Assignments & Evaluation
Weekly Reading Responses (20%)
Brief but thoughtful posts (300–400 words) that engage the assigned texts, paying particular attention to whether each thinker presupposes (or rejects) a metaphysical basis for ethics.
Midterm Reflection Paper (25%)
A 5–6-page comparative essay analyzing Olthuis alongside either Levinas or Hägglund. Discuss whether the latter’s stance does or does not allow for a stable ethic of care.
Group Presentation—Case Studies in Care (15%)
Students form small groups to present a real/hypothetical ethical dilemma. Presentations should highlight whether the resolution presupposes a metaphysical or “beyond” dimension.
Final Research Paper/Project (30%)
An 8–10-page written paper (or equivalent creative project) exploring how psychoanalysis, deconstruction, or a mixture thereof might ground (or refuse to ground) an ethic of care. Engagement with at least three course sources required.

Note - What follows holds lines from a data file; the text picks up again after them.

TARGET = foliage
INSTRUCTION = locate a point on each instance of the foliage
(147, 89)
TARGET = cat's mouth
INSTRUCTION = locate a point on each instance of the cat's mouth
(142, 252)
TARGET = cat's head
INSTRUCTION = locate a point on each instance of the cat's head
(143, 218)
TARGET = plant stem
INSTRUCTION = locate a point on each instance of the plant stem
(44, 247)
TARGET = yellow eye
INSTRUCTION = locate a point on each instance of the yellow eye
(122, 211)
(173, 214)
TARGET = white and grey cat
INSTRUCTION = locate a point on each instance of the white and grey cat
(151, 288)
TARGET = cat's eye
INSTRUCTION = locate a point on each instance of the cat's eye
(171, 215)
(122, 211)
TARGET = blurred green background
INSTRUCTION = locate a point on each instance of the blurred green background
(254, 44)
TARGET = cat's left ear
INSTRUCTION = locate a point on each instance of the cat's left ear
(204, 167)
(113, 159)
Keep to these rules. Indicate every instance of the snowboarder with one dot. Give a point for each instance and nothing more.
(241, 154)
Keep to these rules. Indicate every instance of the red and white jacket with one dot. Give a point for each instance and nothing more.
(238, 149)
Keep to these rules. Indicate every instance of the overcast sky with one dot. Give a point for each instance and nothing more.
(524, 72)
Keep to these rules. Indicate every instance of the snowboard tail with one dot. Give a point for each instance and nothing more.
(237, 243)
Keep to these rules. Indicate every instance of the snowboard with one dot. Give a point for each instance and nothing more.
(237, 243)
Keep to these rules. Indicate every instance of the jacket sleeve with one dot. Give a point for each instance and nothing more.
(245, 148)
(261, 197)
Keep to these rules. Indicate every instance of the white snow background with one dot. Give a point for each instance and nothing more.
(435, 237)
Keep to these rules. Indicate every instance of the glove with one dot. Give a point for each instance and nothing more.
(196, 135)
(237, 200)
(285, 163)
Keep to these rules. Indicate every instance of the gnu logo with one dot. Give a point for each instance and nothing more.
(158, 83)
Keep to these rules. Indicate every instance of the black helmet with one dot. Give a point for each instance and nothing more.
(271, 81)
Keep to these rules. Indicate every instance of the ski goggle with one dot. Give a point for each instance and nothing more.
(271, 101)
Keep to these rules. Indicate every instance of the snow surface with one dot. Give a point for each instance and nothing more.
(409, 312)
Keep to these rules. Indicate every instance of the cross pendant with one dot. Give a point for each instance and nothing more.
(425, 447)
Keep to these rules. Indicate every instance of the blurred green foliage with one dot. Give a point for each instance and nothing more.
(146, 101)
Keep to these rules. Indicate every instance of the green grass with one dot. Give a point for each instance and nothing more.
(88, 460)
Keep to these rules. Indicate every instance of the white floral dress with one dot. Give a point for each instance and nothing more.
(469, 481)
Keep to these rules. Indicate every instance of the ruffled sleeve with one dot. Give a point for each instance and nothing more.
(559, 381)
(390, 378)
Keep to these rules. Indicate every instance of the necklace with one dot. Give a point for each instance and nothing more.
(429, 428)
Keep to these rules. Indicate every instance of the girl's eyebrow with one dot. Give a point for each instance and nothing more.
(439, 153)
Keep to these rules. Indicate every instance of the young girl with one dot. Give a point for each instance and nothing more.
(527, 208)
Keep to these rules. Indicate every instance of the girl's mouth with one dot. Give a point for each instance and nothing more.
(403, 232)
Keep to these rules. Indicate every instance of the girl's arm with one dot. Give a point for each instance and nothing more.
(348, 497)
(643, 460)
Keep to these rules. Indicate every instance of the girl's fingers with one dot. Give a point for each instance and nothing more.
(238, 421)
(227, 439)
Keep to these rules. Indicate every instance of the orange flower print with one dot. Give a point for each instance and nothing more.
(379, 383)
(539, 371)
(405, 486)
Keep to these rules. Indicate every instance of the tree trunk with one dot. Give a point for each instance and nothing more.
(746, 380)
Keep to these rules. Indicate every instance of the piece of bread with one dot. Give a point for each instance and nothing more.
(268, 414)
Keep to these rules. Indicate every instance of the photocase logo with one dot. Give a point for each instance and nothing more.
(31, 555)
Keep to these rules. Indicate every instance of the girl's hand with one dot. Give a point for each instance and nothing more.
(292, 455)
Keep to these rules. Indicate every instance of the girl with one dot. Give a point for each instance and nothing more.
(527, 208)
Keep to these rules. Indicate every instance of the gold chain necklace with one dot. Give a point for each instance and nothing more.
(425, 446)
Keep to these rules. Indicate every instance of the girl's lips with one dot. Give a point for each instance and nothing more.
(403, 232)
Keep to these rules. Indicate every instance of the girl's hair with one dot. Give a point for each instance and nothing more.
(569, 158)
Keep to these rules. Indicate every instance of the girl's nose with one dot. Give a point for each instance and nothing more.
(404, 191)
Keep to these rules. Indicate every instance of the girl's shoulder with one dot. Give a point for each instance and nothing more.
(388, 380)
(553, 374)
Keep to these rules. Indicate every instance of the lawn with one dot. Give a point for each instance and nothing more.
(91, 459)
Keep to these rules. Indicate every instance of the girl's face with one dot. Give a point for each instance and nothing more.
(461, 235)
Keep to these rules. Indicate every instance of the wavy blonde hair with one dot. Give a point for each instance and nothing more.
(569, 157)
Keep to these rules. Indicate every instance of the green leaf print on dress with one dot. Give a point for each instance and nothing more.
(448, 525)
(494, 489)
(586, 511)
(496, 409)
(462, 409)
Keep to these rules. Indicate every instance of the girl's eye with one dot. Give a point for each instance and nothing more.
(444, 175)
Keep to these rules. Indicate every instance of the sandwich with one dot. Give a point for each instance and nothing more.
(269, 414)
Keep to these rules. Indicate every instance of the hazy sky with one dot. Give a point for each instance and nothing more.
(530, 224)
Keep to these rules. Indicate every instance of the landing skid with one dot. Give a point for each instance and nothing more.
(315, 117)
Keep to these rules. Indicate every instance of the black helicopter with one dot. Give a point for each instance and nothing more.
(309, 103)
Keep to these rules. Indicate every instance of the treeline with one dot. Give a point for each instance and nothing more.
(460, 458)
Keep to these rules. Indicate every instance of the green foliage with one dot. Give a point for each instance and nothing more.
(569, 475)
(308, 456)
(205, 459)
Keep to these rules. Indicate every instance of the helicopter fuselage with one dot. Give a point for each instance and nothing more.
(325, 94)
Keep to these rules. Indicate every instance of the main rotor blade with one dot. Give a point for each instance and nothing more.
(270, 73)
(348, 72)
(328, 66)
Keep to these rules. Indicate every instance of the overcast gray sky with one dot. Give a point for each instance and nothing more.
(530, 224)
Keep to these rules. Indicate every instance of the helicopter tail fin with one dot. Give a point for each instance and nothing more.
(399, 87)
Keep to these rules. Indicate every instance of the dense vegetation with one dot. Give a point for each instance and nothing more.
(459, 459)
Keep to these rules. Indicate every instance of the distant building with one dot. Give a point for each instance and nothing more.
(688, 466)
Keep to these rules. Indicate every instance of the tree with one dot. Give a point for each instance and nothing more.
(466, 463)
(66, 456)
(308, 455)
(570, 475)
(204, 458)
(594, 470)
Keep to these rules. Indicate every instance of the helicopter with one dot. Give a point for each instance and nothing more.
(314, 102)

Participation & Discussion (10%)
Ongoing in-class engagement, contribution to group discussions, and respectful debate on contested issues.
Course Policies
Attendance: Students are expected to attend all class sessions. More than three unexcused absences may lower the final grade.
Late Work: Without prior notice, late assignments incur a penalty of one letter grade per day.
Academic Integrity: Students must cite all sources properly and refrain from any form of plagiarism.
Office Hours: Please make use of scheduled hours or email for appointments.
Concluding Vision
Dancing in the Wild Spaces of Ethics: Psychoanalysis, Deconstruction, and the Call to Care is not about instructing students in a particular theology or dogma. Rather, it insists that the question of care—especially in the “messy” contexts of clinical work, interpersonal engagement, and philosophical inquiry—often brings us to the threshold of metaphysical or quasi-metaphysical commitments. As we ask whether care can be purely “groundless” or must appeal to something beyond material flux, we grapple with what it truly means to respond to the call of the other. In this course, we will challenge ourselves to think deeply, argue critically, and remain open to the possibility that, in wrestling with care’s elusive grounding, we might discover new depths in the “wild spaces” of ethical life.